Wednesday, March 8, 2017

Papers: Tectonics And Physical Volcanology Of Deccan Traps

There are plenty of research papers on the geochemistry of the Deccan Basalts. But nature lovers and trekkers like me come face to face not with chemistry but with the physical forms of lava and the structural elements of the volcanic pile.

I found this list of papers most useful. They have helped me sort out my confusions regarding lava morphology and taught me something about the structural fabric of the western margin of the Deccan Volcanic Province.

1) Near N–S paleo‑extension in the western Deccan region, India: Does it link strike‑slip tectonics with India–Seychelles rifting? - Achyuta Ayan Misra Gourab Bhattacharya, Soumyajit Mukherjee, Narayan Bose

This is a structural analysis of the fracture systems that cut across the western margin of the Deccan province.  The area of study is the coastal plains, about 100 km north and south of Mumbai. The Indian western margin is a rifted margin i.e. it formed by the breakup of India with Madagascar (88 million years ago) and then Seychelles (64 million years ago). This type of margin is formed by tensional forces splitting apart continents and so you would expect normal faults, wherein blocks of crust have moved down along inclined fault planes.  Except here, the researchers find evidence of strike slip movement along sub-vertical fault planes. This means crustal blocks slid past each other. This implies oblique rifting with components of both extension and transverse movement between India and Seychelles. There are some really revealing field photos of this transverse (strike slip) movements.

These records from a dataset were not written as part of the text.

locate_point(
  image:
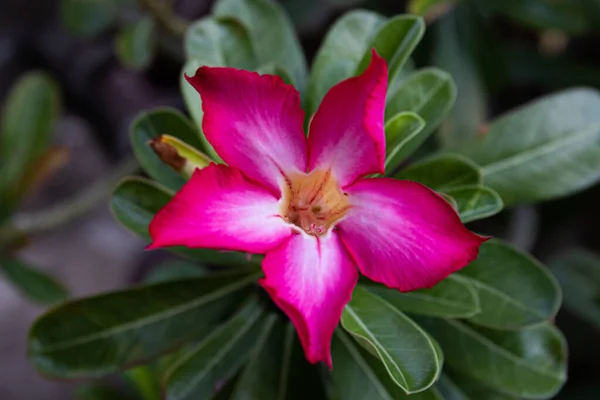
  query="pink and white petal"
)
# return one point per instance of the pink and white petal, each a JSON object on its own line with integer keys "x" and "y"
{"x": 311, "y": 279}
{"x": 346, "y": 133}
{"x": 404, "y": 235}
{"x": 254, "y": 122}
{"x": 220, "y": 208}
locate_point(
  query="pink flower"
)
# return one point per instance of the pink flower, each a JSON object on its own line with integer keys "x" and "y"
{"x": 306, "y": 203}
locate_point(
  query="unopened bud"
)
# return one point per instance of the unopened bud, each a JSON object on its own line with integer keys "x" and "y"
{"x": 179, "y": 155}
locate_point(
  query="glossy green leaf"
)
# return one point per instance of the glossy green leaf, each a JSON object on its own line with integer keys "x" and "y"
{"x": 405, "y": 349}
{"x": 527, "y": 363}
{"x": 462, "y": 387}
{"x": 578, "y": 272}
{"x": 430, "y": 9}
{"x": 454, "y": 297}
{"x": 400, "y": 131}
{"x": 514, "y": 289}
{"x": 175, "y": 270}
{"x": 271, "y": 33}
{"x": 135, "y": 43}
{"x": 223, "y": 42}
{"x": 134, "y": 203}
{"x": 150, "y": 125}
{"x": 470, "y": 109}
{"x": 546, "y": 149}
{"x": 26, "y": 124}
{"x": 443, "y": 172}
{"x": 395, "y": 41}
{"x": 217, "y": 358}
{"x": 37, "y": 286}
{"x": 99, "y": 335}
{"x": 475, "y": 202}
{"x": 430, "y": 93}
{"x": 340, "y": 53}
{"x": 88, "y": 17}
{"x": 359, "y": 375}
{"x": 193, "y": 103}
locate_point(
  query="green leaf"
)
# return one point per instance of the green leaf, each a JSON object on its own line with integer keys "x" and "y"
{"x": 454, "y": 297}
{"x": 544, "y": 150}
{"x": 216, "y": 358}
{"x": 342, "y": 50}
{"x": 99, "y": 335}
{"x": 395, "y": 41}
{"x": 97, "y": 392}
{"x": 88, "y": 17}
{"x": 443, "y": 172}
{"x": 150, "y": 125}
{"x": 514, "y": 289}
{"x": 271, "y": 33}
{"x": 135, "y": 43}
{"x": 475, "y": 202}
{"x": 223, "y": 42}
{"x": 527, "y": 363}
{"x": 430, "y": 93}
{"x": 28, "y": 118}
{"x": 134, "y": 203}
{"x": 406, "y": 350}
{"x": 193, "y": 103}
{"x": 578, "y": 272}
{"x": 400, "y": 131}
{"x": 358, "y": 375}
{"x": 462, "y": 387}
{"x": 175, "y": 270}
{"x": 430, "y": 9}
{"x": 469, "y": 113}
{"x": 37, "y": 286}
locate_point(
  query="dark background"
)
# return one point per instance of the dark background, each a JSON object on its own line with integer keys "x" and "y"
{"x": 101, "y": 97}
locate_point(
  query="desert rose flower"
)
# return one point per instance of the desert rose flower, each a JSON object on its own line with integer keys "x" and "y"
{"x": 306, "y": 202}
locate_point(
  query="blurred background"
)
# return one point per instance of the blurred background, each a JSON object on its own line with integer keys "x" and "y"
{"x": 111, "y": 60}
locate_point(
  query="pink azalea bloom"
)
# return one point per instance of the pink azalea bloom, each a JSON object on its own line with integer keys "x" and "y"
{"x": 306, "y": 203}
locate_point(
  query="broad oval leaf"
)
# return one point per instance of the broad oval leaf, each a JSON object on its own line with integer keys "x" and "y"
{"x": 527, "y": 363}
{"x": 407, "y": 352}
{"x": 358, "y": 375}
{"x": 150, "y": 125}
{"x": 543, "y": 150}
{"x": 578, "y": 272}
{"x": 88, "y": 17}
{"x": 400, "y": 131}
{"x": 271, "y": 33}
{"x": 134, "y": 203}
{"x": 395, "y": 41}
{"x": 475, "y": 202}
{"x": 430, "y": 93}
{"x": 454, "y": 297}
{"x": 37, "y": 286}
{"x": 217, "y": 358}
{"x": 443, "y": 172}
{"x": 135, "y": 44}
{"x": 26, "y": 124}
{"x": 342, "y": 50}
{"x": 514, "y": 289}
{"x": 99, "y": 335}
{"x": 223, "y": 42}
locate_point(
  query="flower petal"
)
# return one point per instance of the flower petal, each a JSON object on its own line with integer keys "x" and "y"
{"x": 346, "y": 133}
{"x": 311, "y": 279}
{"x": 404, "y": 235}
{"x": 220, "y": 208}
{"x": 253, "y": 121}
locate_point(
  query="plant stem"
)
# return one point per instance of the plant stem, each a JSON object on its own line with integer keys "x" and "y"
{"x": 163, "y": 14}
{"x": 79, "y": 204}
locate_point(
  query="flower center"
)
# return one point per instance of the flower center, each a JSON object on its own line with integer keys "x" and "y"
{"x": 313, "y": 202}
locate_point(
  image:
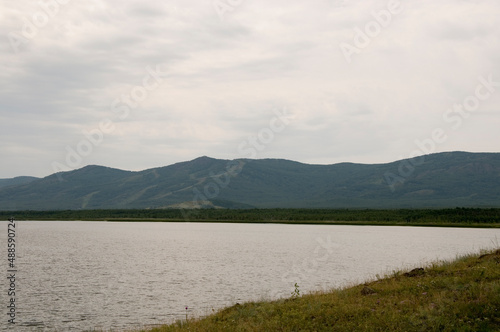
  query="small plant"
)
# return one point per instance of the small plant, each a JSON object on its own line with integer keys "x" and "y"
{"x": 296, "y": 291}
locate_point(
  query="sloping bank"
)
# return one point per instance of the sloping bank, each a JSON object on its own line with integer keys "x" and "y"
{"x": 461, "y": 295}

2) Geology of the Elephanta Island fault zone, western Indian rifted margin, and its significance for understanding the Panvel flexure- Hrishikesh Samant, Ashwin Pundalik, Joseph D’souza, Hetu Sheth, Keegan Carmo, LoboKyle D’souza, Vanit Patel

Wait a minute. There are normal faults with downthrown blocks in this region too. And from the famous Elephanta Island. The fault planes dip eastwards producing easterly downthrows. That means the easterly crustal block has moved down. Again, some good field photos of fault planes and slickensides ( fault surfaces which get a polished striated appearance due to the frictional movement of rocks). These faults with easterly downthrows are found all along the west coast.  There is one near the proposed site of the nuclear power plant at Jaitapur in southern Maharashtra, which shows signs of intermittent movement over the past fifty thousand years. So, there is a very practical reason for understanding these faults.

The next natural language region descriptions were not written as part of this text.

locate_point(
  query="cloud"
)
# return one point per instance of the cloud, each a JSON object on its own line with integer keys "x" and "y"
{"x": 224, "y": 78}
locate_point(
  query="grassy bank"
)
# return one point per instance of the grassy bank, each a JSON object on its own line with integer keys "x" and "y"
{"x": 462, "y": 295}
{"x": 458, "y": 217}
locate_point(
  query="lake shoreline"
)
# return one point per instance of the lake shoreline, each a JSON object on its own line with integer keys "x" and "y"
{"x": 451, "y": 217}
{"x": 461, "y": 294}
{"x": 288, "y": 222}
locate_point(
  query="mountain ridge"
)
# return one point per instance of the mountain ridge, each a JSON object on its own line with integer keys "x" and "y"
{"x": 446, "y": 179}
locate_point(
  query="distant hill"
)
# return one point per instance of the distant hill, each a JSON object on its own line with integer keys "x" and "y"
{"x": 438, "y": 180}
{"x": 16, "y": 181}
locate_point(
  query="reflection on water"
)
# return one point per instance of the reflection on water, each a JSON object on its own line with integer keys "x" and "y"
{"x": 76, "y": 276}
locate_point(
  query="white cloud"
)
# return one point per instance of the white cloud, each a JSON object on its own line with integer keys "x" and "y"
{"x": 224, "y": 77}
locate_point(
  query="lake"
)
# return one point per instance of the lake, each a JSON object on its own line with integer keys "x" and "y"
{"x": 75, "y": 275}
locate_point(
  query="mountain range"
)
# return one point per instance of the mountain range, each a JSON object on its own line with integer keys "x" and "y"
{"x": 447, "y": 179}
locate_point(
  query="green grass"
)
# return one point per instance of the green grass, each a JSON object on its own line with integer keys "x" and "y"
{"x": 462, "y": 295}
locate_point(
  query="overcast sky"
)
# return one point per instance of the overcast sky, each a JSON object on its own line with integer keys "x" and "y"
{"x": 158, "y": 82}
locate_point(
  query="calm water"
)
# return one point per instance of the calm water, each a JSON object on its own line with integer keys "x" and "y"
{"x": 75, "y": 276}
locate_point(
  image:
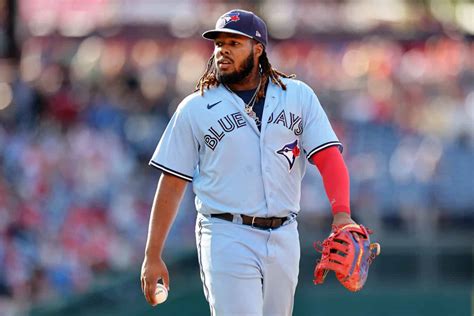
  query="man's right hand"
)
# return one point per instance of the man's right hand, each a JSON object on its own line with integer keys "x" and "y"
{"x": 153, "y": 269}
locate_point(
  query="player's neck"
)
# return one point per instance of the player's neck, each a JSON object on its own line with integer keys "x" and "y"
{"x": 248, "y": 83}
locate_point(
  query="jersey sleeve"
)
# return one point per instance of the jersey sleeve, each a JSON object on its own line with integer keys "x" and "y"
{"x": 317, "y": 130}
{"x": 177, "y": 151}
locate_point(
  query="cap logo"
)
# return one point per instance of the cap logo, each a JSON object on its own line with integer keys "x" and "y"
{"x": 226, "y": 19}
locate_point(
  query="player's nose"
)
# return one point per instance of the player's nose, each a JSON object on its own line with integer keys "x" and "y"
{"x": 222, "y": 50}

3) Deccan Plateau Uplift: insights from parts of Western Uplands, Maharashtra, India- Vivek. S Kale, Gauri Dole, Devdutta Upasani and Shilpa Patil Pillai

This is a study of part of the Deccan plateau. I visited this region a few weeks back.  Very useful information of the various fracture systems that cut across the stacks of lava and their significance in terms of recent (Quaternary) crustal movements and controls on the drainage systems. Well thought out block diagrams illustrate the authors ideas very clearly.

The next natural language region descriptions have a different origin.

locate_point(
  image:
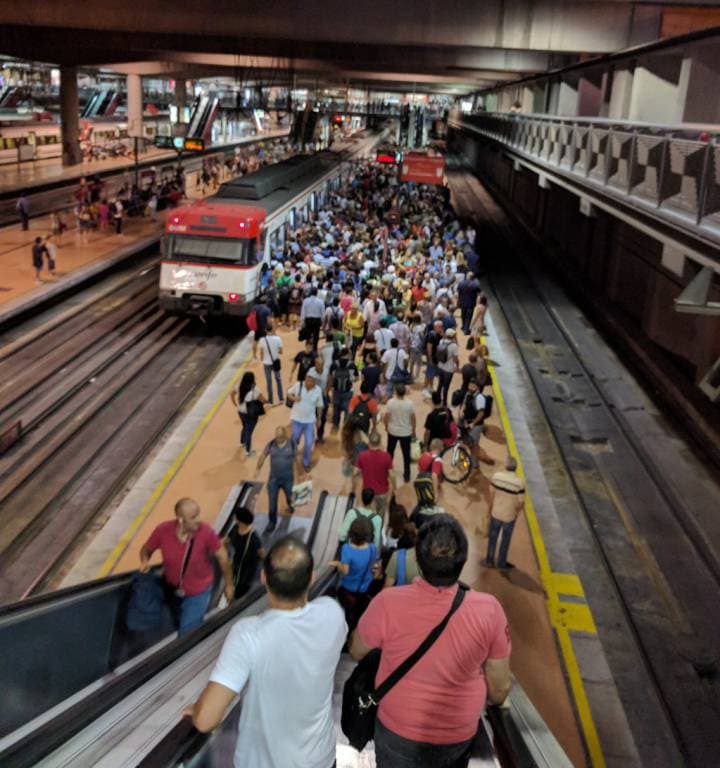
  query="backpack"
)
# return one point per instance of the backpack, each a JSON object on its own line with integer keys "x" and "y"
{"x": 401, "y": 576}
{"x": 488, "y": 406}
{"x": 442, "y": 351}
{"x": 360, "y": 417}
{"x": 342, "y": 379}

4) Pahoehoe–a'a transitions in the lava flow fields of the western Deccan Traps, India-implications for emplacement dynamics, flood basalt architecture and volcanic stratigraphy-  Raymond A. Duraiswami, Purva Gadpallu, Tahira N. Shaikh, Neha Cardin

Good explanations of the morphology of basalt lava flows.  I really liked the sketches showing the internal structure of lava flows and the emplacement of pahoehoe lava fields with its transformation into transitional and a'a type lavas. Very useful guide for my next outing into the Deccan basalts!